Malchin schreibt seine eigene Geschichte wünschenswerter Zukünfte fort

(c) Mona Schätzle

Wer hätte das gedacht. Als Malchin im Wettbewerb Zukunftsstadt die zweite Runde verpasste, rückte die Umsetzung vieler geplanter Ideen in doch eher weite Ferne. Doch Malchin, der Projekthof Karnitz und das KMGNE blieben dran. Die Entwicklung einer Bürgerstiftung und einer Bürgerzeitung folgten. Jetzt wird die Klimastätte Wirklichkeit. Ein Lernort für Klimaschutz und ein offener Treffpunkt für junge Initiativen und Coaching.

Das Projekt „BilaKlim – Bildungslandschaft Klimaschutz“, das vom 01.10.2018 bis 30.09.2020 läuft, stellt die Klimastätte ins Zentrum einer Bildungslandschaft für Klimaschutz in Malchin und seinen umliegenden Dörfern. Orte der guten Praktiken sollen verbunden und aufgewertet werden. Malchin und Umgebung haben zwar keine Hochschule. Doch wird nun eine andere nicht weniger wichtige Wissens-, Lern-, und Bildungsinfrastruktur entstehen.

Von essentieller Bedeutung ist weiterhin das Prinzip Teilhabe. Worauf wir hinarbeiten, ist eine Form von Bürgerwissenschaft. Die Menschen, die in Malchin und Umgebung leben, können gemeinsam Klimaschutz-Szenarien, Roadmaps und Aktionen für wünschenswerte Zukünfte in ihrer Nachbarschaft entwickeln. Hierfür werden ‘Bürgersalons’ veranstaltet, wo Nachbarschaftsvisionen entstehen können. Wenn Wissensbedarfe entstehen, werden Expert*innen hinzugezogen. Und wir moderieren. Workshops zum Geschichtenerzählen zielen auf das Erlernen und den Austausch von Zukunftsgeschichten. Diese können in medialen und kulturell-künstlerischen Umgebungen wie Theater, Kino und digitalen Plattformen auf vielerlei Weise erprobt werden. Geschichten können sich zudem in ganz praktische Aktivitäten des Klimaschutzes und der Stadt- und Raumgestaltung einschreiben.

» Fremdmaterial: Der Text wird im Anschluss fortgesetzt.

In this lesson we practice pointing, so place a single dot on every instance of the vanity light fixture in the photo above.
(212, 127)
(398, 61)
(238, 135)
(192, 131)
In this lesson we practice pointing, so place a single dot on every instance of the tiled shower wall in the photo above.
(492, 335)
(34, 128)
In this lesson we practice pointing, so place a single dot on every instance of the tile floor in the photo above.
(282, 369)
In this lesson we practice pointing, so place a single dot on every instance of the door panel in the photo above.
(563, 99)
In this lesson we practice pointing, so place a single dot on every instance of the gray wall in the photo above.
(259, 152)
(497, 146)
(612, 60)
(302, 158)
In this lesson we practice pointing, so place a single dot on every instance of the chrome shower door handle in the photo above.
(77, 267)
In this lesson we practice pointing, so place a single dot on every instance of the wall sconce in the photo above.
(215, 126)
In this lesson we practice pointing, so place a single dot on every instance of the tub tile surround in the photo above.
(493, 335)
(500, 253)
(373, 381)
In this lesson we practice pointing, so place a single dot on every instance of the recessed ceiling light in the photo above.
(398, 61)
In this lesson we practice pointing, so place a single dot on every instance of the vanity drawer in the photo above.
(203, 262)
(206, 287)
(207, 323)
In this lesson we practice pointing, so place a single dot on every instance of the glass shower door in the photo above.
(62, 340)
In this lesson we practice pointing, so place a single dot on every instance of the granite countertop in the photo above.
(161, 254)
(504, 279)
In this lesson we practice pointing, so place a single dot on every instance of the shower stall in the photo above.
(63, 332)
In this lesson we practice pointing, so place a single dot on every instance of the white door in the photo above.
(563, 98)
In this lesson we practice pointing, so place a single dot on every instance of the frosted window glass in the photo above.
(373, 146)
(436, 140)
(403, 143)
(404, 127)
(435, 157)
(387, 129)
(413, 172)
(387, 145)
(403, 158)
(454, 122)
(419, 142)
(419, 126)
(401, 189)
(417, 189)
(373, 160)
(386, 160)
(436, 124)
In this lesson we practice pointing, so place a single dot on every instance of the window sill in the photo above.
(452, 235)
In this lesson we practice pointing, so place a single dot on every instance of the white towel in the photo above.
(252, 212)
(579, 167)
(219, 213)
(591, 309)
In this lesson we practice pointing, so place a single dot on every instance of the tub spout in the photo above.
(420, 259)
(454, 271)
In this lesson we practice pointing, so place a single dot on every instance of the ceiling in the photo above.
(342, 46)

Stadtgärten, Straßenrandbepflanzungen, Grünflächengestaltung und eine Schulimkerei – auch damit schreiben wir die Geschichte Malchins und seiner Umgebung fort.

Das Projekt „BilaKlim – Bildungslandschaft Klimaschutz“ wird gefördert vom Bundesministerium für Umwelt, Naturschutz und nukleare Sicherheit aufgrund eines Beschlusses des Deutschen Bundestages und der Norddeutschen Stiftung Umwelt und Entwicklung.